Não há quem possa garantir, para lá de qualquer dúvida, que tenha havido motivos para que fosse assinalado o pontapé de penálti sobre Raheem Sterling, no Inglaterra-Dinamarca, tal como não há quem possa assegurar, com toda a certeza, que não houve, escreve Duarte Gomes
A nossa identificação com a seleção dinamarquesa tem justificação plausível: o povo gosta de outsiders.
O povo gosta de torcer pelos mais pequenos e menos favoritos, sobretudo quando eles chegam mais longe do que se esperava. Quando chegam mais longe do que se previa.
No caso concreto da Dinamarca, a nossa empatia (não apenas dos portugueses) aumentou exponencialmente depois do episódio "Eriksen". Um episódio de contornos absolutamente dramáticos, mas com final (aparentemente) feliz, que nos aproximou de forma indelével a um conjunto de homens brilhantes. Homens que deram uma demonstração perfeita do que deve ser uma verdadeira equipa dentro e fora do campo.

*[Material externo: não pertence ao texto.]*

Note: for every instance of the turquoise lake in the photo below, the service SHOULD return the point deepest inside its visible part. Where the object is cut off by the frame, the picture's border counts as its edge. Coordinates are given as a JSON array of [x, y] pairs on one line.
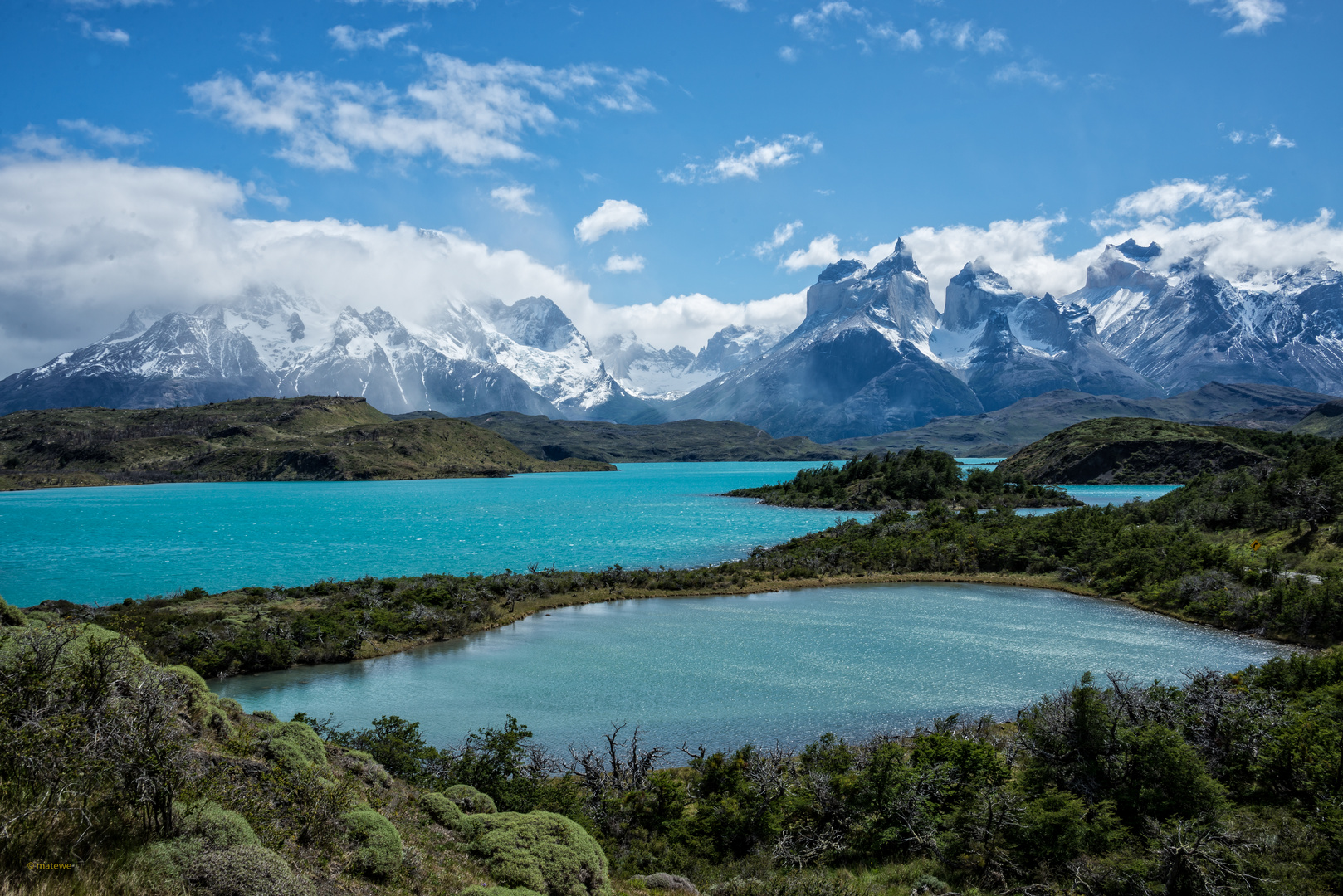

Foi talvez por força dessa afetividade emocional que constato que "o país" acordou chocado com a decisão de Danny Makkelie em punir, com pontapé de penálti, o contacto entre o joelho de Maehle e a perna direita de Sterling.
Prova disso é tudo o que se disse e escreveu, um pouco por todo o lado:
- "Árbitro holandês leva ingleses ao colo"... "o fator casa foi determinante"... "salto para a piscina"... "simulação clara"... "mais um corrupto ao serviço da UEFA"... "toque ligeiro e quase impercetível"... "o VAR tinha obrigação de reverter a decisão", etc, etc.
Lars Ronbog/Getty
Ponto prévio, só para nos entendermos:
- O contacto existiu (foi evidente), mas não foi claro para mim que tivesse sido suficiente para ser considerada a falta.
Foi, de facto, um lance cinzento, em que parece ter havido algum aproveitamento do avançado.No entanto, a medição de intensidade deste tipo de jogadas é sempre muito difícil de identificar. Há situações em que um contacto maior e mais claro pode não ser falta; há outras em que apenas um pequeno toque pode ser suficiente para desequilibrar e fazer cair um jogador.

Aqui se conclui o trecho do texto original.